Finalement, le lendemain, je suis allé voir le sanctuaire d'Atsuta, qui est apparemment très important. Il est dédié à Atsuta no Ōkami et à la déesse du soleil Amaterasu (pour ceux qui ont joué au jeu Ōkami, ce sont les personnages principaux du jeu). C'est dans le temple d'Atsuta que se trouve l'épée Kusanagi-no-Tsurugi qui est un des trois éléments du trésor impérial du Japon : l'épée, un miroir et une pierre précieuse, dont la légende prétend qu'ils ont été donnés au premier empereur par Amaterasu. Cela dit, l'épée (comme les deux autres artefacts) n'est pas montrée au public et seuls de très hauts prêtres et l'empereur les voient au moment du couronnement d'un nouvel empereur. Si ça se trouve, ça fait belle lurette qu'ils ont été perdus et personne n'est au courant.
Quoi qu'il en soit, le sanctuaire lui-même est intéressant, même si il ressemble à plusieurs autres que j'avais déjà vu. À un moment, je suis entré dans un bâtiment qui ressemblait à une salle d'exposition. Mais je ne savais pas dans quelle direction aller. J'ai donc décidé de suivre les autres personnes qui entraient. Ils sont partis dans un couloir, dans lequel des personnes à un bureau distribuaient des papiers.

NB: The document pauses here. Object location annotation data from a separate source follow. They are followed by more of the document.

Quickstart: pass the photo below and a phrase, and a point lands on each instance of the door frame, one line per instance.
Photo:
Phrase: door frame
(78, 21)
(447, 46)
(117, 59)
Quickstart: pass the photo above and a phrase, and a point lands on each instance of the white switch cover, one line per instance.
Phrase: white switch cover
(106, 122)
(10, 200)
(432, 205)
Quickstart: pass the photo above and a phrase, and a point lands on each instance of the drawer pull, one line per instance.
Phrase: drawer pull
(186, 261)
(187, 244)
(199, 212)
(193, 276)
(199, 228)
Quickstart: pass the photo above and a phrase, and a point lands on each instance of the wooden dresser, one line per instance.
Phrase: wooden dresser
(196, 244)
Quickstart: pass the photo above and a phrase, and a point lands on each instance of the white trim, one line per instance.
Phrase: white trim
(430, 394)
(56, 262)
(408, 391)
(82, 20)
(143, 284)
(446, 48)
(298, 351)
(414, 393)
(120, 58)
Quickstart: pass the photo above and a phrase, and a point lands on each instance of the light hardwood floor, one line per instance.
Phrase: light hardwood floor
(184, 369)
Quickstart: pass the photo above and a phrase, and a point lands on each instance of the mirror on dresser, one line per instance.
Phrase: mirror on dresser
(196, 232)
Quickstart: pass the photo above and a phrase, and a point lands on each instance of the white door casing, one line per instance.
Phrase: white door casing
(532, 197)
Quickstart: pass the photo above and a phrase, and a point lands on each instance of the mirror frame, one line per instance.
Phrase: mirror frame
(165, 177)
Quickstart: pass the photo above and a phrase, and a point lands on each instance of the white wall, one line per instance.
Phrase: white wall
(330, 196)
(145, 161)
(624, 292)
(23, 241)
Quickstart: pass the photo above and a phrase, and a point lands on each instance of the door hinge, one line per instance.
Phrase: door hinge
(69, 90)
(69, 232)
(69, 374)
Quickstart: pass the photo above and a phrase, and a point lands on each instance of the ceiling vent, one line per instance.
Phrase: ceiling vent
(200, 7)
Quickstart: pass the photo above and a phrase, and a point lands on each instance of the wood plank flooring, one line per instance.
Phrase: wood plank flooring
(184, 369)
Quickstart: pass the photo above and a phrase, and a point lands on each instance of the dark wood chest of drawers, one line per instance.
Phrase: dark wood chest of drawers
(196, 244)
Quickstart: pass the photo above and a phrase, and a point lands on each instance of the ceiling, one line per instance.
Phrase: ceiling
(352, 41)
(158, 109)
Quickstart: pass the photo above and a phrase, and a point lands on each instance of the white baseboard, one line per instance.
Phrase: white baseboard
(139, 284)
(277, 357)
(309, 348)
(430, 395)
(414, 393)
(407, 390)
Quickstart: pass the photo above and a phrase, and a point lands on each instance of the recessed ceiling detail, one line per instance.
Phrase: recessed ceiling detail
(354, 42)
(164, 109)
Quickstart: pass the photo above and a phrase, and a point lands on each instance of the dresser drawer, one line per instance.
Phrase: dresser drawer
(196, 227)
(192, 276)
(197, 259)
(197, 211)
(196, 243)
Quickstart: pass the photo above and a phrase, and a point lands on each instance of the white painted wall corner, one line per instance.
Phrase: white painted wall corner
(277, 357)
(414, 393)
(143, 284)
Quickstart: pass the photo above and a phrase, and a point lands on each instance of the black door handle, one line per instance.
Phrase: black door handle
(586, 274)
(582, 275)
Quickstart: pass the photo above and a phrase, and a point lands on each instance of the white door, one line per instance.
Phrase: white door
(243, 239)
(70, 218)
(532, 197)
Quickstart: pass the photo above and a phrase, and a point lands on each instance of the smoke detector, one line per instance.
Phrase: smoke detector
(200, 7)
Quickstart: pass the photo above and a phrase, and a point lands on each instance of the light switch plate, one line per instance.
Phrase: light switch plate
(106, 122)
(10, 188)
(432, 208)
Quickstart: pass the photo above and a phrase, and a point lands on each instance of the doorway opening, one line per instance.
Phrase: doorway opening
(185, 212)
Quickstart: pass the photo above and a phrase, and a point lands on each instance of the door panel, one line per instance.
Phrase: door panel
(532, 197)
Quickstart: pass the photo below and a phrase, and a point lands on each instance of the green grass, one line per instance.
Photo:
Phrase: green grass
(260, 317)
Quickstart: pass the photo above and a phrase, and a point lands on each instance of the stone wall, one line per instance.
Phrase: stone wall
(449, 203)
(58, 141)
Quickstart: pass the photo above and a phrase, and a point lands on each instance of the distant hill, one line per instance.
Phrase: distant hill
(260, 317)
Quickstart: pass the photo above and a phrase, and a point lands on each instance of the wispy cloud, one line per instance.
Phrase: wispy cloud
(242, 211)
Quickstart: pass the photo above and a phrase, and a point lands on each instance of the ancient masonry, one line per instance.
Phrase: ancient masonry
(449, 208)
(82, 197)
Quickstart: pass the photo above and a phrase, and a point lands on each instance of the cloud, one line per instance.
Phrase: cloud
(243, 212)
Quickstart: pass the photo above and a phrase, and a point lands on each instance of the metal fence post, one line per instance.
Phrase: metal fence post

J'ai pris les papiers qu'on me tendait (intégralement en japonais donc sans grand intérêt pour moi actuellement) et j'ai suivi jusque dans la salle suivante. Là, pas de bol, je me suis retrouvé dans une salle de conférence. Comme je ne savais pas trop quoi faire je me suis assis au fond et j'ai attendu. Après un certain temps, ils ont fermé les portes de la salle (là j'espérais vraiment que ça n'allait pas durer trop longtemps) et un type est venu parler pendant une demi-heure. Je n'ai aucune idée du sujet de la conférence mais j'ai applaudi comme tout le monde à la fin et je suis ressorti. J'ai repensé à un ami qui avait débarqué dans une conférence en finnois à Turku en visitant une église... En sortant de la conférence, j'ai tout de même réussi à trouver l'entrée de la salle des expositions (que j'étais venu chercher initialement).

En allant vers le bâtiment principal, une dame m'a donné un plan du sanctuaire ainsi qu'un papier (en anglais) expliquant comment se purifier :
- aller vers le bassin ;
- en prenant une des louches en bois de la main droite, la remplir et verser la moitié de l'eau sur la main gauche pour la nettoyer ;
- prendre la louche dans la main gauche et verser le reste de l'eau sur la main droite ;
- re-remplir la louche d'eau et utiliser la moitié de l'eau pour se laver la bouche ;
- verser l'eau restante dans le bassin.
J'ai suivi les instructions à la lettre (les japonais autour de moi faisaient ça un peu plus vite en s'aspergeant rapidement les deux mains, et hop).
Ensuite je suis allé vers l'autel principal et j'ai fait comme indiqué sur le papier :
- jeter une pièce dans la boîte des offrandes (qui fait plein de bruit quand on lance une pièce qui rebondit de partout) ;
- s'incliner deux fois ;
- taper des mains deux fois ;
- s'incliner une fois.

Je suis allé voir les différents petits autels : celui de la déesse des maladies des yeux et de la peau, celui du dieu des dragons, celui du dieu de la sagesse, et évidemment celui d'Amaterasu. Finalement je suis allé voir le temple où l'on prie pour ne pas avoir d'accidents de la route (je suppose qu'il a changé de fonction au cours des siècles). Il y avait quelques voitures garées, et un prêtre en tenue de cérémonie, accompagné de deux assistantes en tenue également, qui agitait des bâtons en tournant autour des voitures. C'était très amusant, mais je n'ai pas pu filmer parce que j'étais un peu trop loin et le passage était barré (je suppose qu'il faut prendre rendez-vous avec le prêtre pour faire bénir sa voiture).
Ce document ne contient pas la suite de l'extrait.